Notable funds on the list include the £1.4bn Aberdeen Asia Pacific and £608m Fidelity Moneybuilder global fund which are both in the third quartile over three years.
Dalton Strategic Partnership’s Japan, European and Asia opportunities funds have also underperformed despite AMCs of 2.15 per cent.
Dalton partner Richard Jones says: “We expect all of our funds to outperform in the medium to long term but that is not always the case with active vehicles that operate an unconstrained approach but when they go right they tend to fly.
“With regard to the fee, we charge the excess as we limit the amount that goes into the funds as we would rather run them on an unconstrained approach than have six times the amount of assets in the funds.”
Hargreaves Lansdown investment manager Ben Yearsley holds a number of investments with Dalton and says the charges need be justified.
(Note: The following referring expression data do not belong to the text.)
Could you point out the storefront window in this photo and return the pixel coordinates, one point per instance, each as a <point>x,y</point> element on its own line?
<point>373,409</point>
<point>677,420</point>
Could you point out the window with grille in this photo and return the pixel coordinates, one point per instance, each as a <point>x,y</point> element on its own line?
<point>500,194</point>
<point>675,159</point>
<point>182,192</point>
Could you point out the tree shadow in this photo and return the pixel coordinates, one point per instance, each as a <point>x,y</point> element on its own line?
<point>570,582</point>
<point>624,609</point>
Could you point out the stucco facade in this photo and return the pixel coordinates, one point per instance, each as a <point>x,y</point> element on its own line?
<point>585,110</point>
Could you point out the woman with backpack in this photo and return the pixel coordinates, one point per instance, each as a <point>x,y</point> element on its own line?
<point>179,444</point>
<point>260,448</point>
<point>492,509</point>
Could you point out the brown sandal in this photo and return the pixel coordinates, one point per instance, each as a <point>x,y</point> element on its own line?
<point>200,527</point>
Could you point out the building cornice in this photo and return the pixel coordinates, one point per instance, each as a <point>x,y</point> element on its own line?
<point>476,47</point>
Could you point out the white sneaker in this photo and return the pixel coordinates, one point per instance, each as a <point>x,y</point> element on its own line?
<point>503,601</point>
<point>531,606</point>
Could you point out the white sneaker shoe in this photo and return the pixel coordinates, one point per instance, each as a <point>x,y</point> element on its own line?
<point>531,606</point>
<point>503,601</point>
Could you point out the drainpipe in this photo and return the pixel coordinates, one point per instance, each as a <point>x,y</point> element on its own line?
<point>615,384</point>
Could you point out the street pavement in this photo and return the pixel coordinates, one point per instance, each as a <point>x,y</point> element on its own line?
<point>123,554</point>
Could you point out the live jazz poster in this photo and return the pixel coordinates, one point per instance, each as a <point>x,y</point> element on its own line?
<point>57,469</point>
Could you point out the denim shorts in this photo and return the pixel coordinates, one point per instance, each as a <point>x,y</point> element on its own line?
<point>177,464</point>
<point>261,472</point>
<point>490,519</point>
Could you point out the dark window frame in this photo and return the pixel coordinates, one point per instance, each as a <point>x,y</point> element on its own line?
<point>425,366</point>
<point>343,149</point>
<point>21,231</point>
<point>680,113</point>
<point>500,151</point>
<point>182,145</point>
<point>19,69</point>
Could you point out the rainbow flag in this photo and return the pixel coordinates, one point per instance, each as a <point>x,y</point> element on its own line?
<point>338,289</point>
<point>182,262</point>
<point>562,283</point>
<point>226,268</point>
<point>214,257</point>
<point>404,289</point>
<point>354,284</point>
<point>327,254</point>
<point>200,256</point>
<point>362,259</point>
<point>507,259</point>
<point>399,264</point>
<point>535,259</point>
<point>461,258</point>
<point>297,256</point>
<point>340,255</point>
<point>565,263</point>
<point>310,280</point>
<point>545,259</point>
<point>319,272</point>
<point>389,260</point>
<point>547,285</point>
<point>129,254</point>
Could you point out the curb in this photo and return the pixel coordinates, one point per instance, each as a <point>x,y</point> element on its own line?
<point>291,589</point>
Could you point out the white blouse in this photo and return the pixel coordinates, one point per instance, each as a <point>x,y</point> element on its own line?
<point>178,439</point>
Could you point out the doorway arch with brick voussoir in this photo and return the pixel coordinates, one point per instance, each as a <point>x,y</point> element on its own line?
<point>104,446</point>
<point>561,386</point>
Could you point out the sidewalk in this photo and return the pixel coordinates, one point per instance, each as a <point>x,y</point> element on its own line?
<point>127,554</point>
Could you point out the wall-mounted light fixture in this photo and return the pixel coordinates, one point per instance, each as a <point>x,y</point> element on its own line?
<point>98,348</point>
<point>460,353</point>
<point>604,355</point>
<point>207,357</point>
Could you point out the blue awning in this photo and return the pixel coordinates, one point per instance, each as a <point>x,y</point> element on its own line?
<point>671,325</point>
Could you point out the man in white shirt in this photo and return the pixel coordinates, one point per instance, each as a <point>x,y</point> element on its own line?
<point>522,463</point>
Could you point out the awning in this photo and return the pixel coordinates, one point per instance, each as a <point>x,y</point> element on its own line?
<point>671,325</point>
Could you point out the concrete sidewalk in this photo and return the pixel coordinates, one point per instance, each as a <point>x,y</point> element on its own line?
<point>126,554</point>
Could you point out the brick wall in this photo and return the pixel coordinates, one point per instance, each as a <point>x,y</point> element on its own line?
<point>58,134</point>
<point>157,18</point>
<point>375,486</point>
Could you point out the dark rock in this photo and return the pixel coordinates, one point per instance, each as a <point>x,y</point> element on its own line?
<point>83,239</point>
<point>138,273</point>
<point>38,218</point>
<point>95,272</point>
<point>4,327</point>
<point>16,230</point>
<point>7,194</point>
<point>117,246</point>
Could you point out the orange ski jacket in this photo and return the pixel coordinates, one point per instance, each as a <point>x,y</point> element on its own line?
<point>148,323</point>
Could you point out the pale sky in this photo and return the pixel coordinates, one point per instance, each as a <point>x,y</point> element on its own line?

He says: “An argument can be put forward for one-year performance as the difference between top and bottom quartile can be minimal but over three years that is unlikely to be the case. This is where the argument is raised of money being paid back as funds have to justify the fee.”
Bestinvest research analyst Tom White says: “There are some 1.75 per cent AMC funds that we recommend and it is something we look at, alongside manager track record, as a big influence in recommendations. I have been in the industry five or six years and it does seem to be creeping up all the time.”
Premier Asset Management has two funds – enterprise and European growth – with AMCs of 1.75 per cent and managing director of sales and marketing Simon Weldon says they do need to offer something extra.
He says: “The days where all funds are offered at the same price have passed. The important things to remember are that charges are irrelevant if performance is strong and that, unlike traditional sectors, the difference between funds in specialist markets in short spaces of time can actually be quite marked. But they need something different.”
Two firms that have raised eyebrows recently by elevating their fees are Old Mutual Asset Managers on its UK smaller companies fund and First State on both its Asia Pacific and greater China growth funds.
Yearsley was particularly critical of First State’s decision at the time, saying that as its funds were fairly niche, investors were unlikely to walk away.
London & Capital head of UK distribution Jamie Farquhar says: “It is down to the IFA and the investor as to whether they feel this additional fee is justified. If providers say this is the price for these products and someone feels that is too much, they can steer clear. If they accept and it underperforms, they can vote with their feet.”
Kohn Cougar managing director Roddy Kohn says: “With the growth of specialist offerings, I would like to hope that this move to 1.75 per cent AMC on funds is not an irreversible trend. It is wholly unjustified and the greatest disincentive to advisers as they understand the effects of costs on a portfolio’s return.”